Let’s take a real look at Peter:
Jesus called Peter as an uneducated man. He didn’t have a degree, no training, he never set foot in a seminary. He was a fisherman, a worker, not overly respected in the culture of the times, but God called him anyway. Matt: 4:18
He was the one who was told to walk on water and proceeds to screw it up by taking his eyes off Jesus and sinking in a panic.
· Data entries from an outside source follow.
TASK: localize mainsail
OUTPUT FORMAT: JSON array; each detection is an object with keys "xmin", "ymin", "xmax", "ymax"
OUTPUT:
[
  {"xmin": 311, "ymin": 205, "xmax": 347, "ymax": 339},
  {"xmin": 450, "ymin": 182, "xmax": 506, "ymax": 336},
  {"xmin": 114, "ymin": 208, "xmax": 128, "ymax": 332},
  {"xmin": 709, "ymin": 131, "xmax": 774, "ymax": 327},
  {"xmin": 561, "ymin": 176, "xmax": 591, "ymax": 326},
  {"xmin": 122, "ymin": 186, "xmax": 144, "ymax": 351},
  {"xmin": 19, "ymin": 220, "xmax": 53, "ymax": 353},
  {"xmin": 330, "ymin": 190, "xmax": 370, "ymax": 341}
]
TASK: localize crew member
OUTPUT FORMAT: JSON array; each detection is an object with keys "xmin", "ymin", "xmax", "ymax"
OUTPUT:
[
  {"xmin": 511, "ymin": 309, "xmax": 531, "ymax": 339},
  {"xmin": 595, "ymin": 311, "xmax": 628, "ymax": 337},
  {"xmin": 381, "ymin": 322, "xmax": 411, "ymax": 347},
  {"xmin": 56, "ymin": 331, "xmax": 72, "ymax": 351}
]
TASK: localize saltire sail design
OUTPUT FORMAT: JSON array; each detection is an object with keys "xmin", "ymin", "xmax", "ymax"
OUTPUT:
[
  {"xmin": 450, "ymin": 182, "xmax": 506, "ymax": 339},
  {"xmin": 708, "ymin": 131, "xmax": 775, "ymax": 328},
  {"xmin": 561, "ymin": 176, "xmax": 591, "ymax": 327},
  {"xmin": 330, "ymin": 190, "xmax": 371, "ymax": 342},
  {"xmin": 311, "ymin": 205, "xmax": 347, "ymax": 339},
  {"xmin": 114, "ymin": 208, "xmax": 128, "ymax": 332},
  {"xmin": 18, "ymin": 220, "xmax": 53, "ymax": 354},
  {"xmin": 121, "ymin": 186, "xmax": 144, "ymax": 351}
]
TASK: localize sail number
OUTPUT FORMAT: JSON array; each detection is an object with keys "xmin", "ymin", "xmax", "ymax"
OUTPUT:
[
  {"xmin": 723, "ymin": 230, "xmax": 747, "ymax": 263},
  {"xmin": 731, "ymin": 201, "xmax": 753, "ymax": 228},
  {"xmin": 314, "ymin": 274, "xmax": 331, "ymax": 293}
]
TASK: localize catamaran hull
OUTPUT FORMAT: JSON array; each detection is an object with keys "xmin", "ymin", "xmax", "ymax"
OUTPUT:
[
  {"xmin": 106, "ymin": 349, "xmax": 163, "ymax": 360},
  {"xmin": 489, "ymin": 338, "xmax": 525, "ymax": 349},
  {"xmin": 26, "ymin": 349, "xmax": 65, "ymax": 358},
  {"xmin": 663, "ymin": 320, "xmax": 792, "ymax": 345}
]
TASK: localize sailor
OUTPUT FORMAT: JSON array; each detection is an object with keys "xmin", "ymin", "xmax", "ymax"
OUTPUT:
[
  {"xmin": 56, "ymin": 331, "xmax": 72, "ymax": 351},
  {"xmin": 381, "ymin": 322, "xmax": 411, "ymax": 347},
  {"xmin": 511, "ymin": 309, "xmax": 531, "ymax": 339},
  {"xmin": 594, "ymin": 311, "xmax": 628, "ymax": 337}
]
Matt 14:25-31
In Mattew 16:21-23 he reprimands Jesus and starts to argue with Him. (not a bright move, ever)
At one point speaking on behalf of the apostles, Peter shows an astounding lack of humility or servant’s heart by basically asking Jesus, “Hey, what’s in it for me?” Matt 19:27
You would think Peter would start to catch on but at the foot washing after the last supper, he was the one who fought with Jesus when Jesus tried to wash his feet. “Not my feet, no way.” Jn 13:6-9
We read that Peter was one of the ones Jesus asked to go and pray with Him in the garden before He was to be betrayed. And…Peter falls asleep…twice. Matt 26:36 & 40
When the High Priests’ slaves come for Jesus, Peter is the one who pulls out a sword and cuts the ear of the slave. At which point Jesus AGAIN has to clean up after Peter’s temper and poor judgment. Matt 26: 51 (named in John 18:10)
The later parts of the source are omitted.